[FFmpeg Practical Combat] GOP Structure

When using the HM encoder, we often use predefined configuration files. There are relevant definitions of GOP in the configuration file. The structure and related parameters of the GOP are defined here. The GOP structure is reused in the video sequence. The definition contains GOPSize lines, one frame per line in decoding order, so Frame1 is the first frame decoded, Frame2 is the second frame decoded, and so on. Moreover, the reference image of each frame is defined, including the reference image of the current frame and the reference image of subsequent frames. The encoder does not automatically calculate which frame will be used as a reference in the future, so it must be specified. Note that some of the reference images specified for the images after the IDR frame of the first GOP may not be available, and the encoder will handle this automatically.
The following is the relevant definition of the GOP structure in the LDP configuration file
:
Insert image description here

Insert image description here

The meaning of each column is explained below:

Type : Indicates slice type, which can be I, P, or B.

POC : Playback order, the value is 1 to GOPSize.

QPOffset : The final QP of the current frame is equal to QPOffset+QP.

QPOffsetModelOff : The offset value of the linear model, used to adjust the final QP, QPOffset+QP.

QPOffsetModelScale : The scaling value of the linear model, used to adjust the final QP, QPOffset+QP.

CbQPOffset : QP offset of Cb.

CrQPOffset:Cr的QP offset。

QPFactor : The weights used in RDO. A larger value means a smaller bitrate and lower quality. Typical values ​​are between 0.3 and 1.

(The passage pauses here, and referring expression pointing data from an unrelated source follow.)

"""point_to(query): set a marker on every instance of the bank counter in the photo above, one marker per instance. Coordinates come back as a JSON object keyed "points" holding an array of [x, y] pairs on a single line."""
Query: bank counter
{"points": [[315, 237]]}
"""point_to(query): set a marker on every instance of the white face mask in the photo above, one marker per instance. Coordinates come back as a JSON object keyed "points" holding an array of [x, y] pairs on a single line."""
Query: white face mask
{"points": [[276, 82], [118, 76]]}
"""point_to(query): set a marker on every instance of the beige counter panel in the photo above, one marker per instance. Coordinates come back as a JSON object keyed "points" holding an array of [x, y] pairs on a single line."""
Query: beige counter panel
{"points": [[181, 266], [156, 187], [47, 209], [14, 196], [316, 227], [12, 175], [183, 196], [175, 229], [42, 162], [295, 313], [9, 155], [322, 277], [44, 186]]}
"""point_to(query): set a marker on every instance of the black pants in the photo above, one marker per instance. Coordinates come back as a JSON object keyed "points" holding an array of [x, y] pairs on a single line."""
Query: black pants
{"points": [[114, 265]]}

tcOffsetDiv2 : The final tc_offset_div2 = LoopFilterTcOffset_div2 + tcOffsetDiv2 in deblocking filtering . The final value of tc_offset_div2 is an integer between -6 and 6.

betaOffsetDiv2 : The final beta_offset_div2 = LoopFilterBetaOffset_div2+ betaOffsetDiv2 in deblocking filtering . The final value of tc_offset_div2 is an integer between -6 and 6.

temporal_id : Indicates the temporal layer of the frame. Frames in the lower temporal layer cannot refer to frames in the higher temporal layer. If the reference image of a certain frame has a domain layer larger than its own frame, it will not be used in the reference, but it will be retained and may be used in future frames.

num_ref_pics_active : The size of L0 and L1, indicating how many reference pictures are used in each direction in encoding.

num_ref_pics : The number of reference images saved in the current frame. Includes reference images used by the current frame and those that will be used by future frames.

reference_pictures : Contains num_ref_pics integers, separated by spaces. Represents the POC of the reference image relative to the current image. The list is ordered, starting with negative numbers from largest to smallest, then positive numbers from smallest to largest, for example (-1 -3 -5 1 3). Note that images not included in this list are discarded, i.e. future frames cannot reference images that are not in this list.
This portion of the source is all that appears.